MAN setzt auf Elektro-Lkw: flexible Produktion und starke Ladeinfrastruktur
In einer Zeit, in der Umweltvorschriften die Lkw-Hersteller in Richtung Elektromobilität drängen, sich die Kunden jedoch meist davor sträuben, ist es schwer, die richtige Strategie zu finden. MAN Truck & Bus hat sich auf die neuen Zeiten so vorbereitet, dass die Einführung der Elektro-Lkw mit möglichst geringen Verlusten gelingt und das Unternehmen jederzeit auf steigende oder stark sinkende Nachfrage reagieren kann.
Am Stadtrand von München, genauer gesagt im Audi-Testzentrum, wurde die gesamte Elektro-Lkw-Flotte von MAN vorgestellt.
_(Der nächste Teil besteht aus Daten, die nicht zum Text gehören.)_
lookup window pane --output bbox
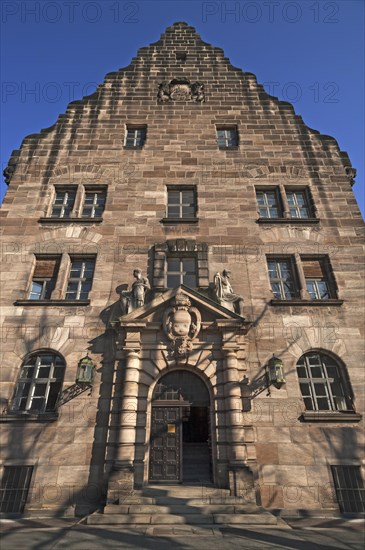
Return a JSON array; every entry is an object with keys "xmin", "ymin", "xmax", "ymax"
[
  {"xmin": 182, "ymin": 206, "xmax": 195, "ymax": 217},
  {"xmin": 182, "ymin": 258, "xmax": 195, "ymax": 272},
  {"xmin": 33, "ymin": 383, "xmax": 47, "ymax": 397},
  {"xmin": 167, "ymin": 258, "xmax": 180, "ymax": 272},
  {"xmin": 167, "ymin": 274, "xmax": 181, "ymax": 288},
  {"xmin": 29, "ymin": 282, "xmax": 43, "ymax": 300},
  {"xmin": 183, "ymin": 274, "xmax": 197, "ymax": 287},
  {"xmin": 297, "ymin": 365, "xmax": 307, "ymax": 378},
  {"xmin": 310, "ymin": 366, "xmax": 322, "ymax": 378},
  {"xmin": 314, "ymin": 383, "xmax": 327, "ymax": 396},
  {"xmin": 167, "ymin": 206, "xmax": 180, "ymax": 217},
  {"xmin": 29, "ymin": 398, "xmax": 46, "ymax": 411},
  {"xmin": 38, "ymin": 366, "xmax": 51, "ymax": 378},
  {"xmin": 168, "ymin": 191, "xmax": 180, "ymax": 204}
]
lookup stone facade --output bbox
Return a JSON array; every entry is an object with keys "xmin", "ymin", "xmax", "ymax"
[{"xmin": 0, "ymin": 22, "xmax": 364, "ymax": 516}]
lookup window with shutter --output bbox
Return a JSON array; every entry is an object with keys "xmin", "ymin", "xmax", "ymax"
[
  {"xmin": 302, "ymin": 258, "xmax": 332, "ymax": 300},
  {"xmin": 29, "ymin": 257, "xmax": 60, "ymax": 300}
]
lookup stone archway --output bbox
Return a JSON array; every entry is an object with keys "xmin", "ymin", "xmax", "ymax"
[{"xmin": 148, "ymin": 370, "xmax": 212, "ymax": 484}]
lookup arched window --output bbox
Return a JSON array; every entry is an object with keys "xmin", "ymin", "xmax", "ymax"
[
  {"xmin": 11, "ymin": 352, "xmax": 65, "ymax": 413},
  {"xmin": 297, "ymin": 352, "xmax": 353, "ymax": 412}
]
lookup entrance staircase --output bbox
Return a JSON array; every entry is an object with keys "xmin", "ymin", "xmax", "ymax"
[{"xmin": 87, "ymin": 485, "xmax": 281, "ymax": 526}]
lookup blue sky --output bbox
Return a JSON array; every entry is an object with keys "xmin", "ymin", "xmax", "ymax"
[{"xmin": 1, "ymin": 0, "xmax": 364, "ymax": 216}]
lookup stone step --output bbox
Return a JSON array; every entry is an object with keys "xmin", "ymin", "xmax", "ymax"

In Gesprächen mit Experten der Marke zeigte sich: Trotz der positiven Grundstimmung bleibt der deutsche Hersteller vorsichtig und pragmatisch. Der Ansatz: Elektrifizierung entschlossen, aber mit Bedacht – damit die Marktverluste weniger schmerzhaft ausfallen, als wenn man unvorbereitet in die Transformation ginge.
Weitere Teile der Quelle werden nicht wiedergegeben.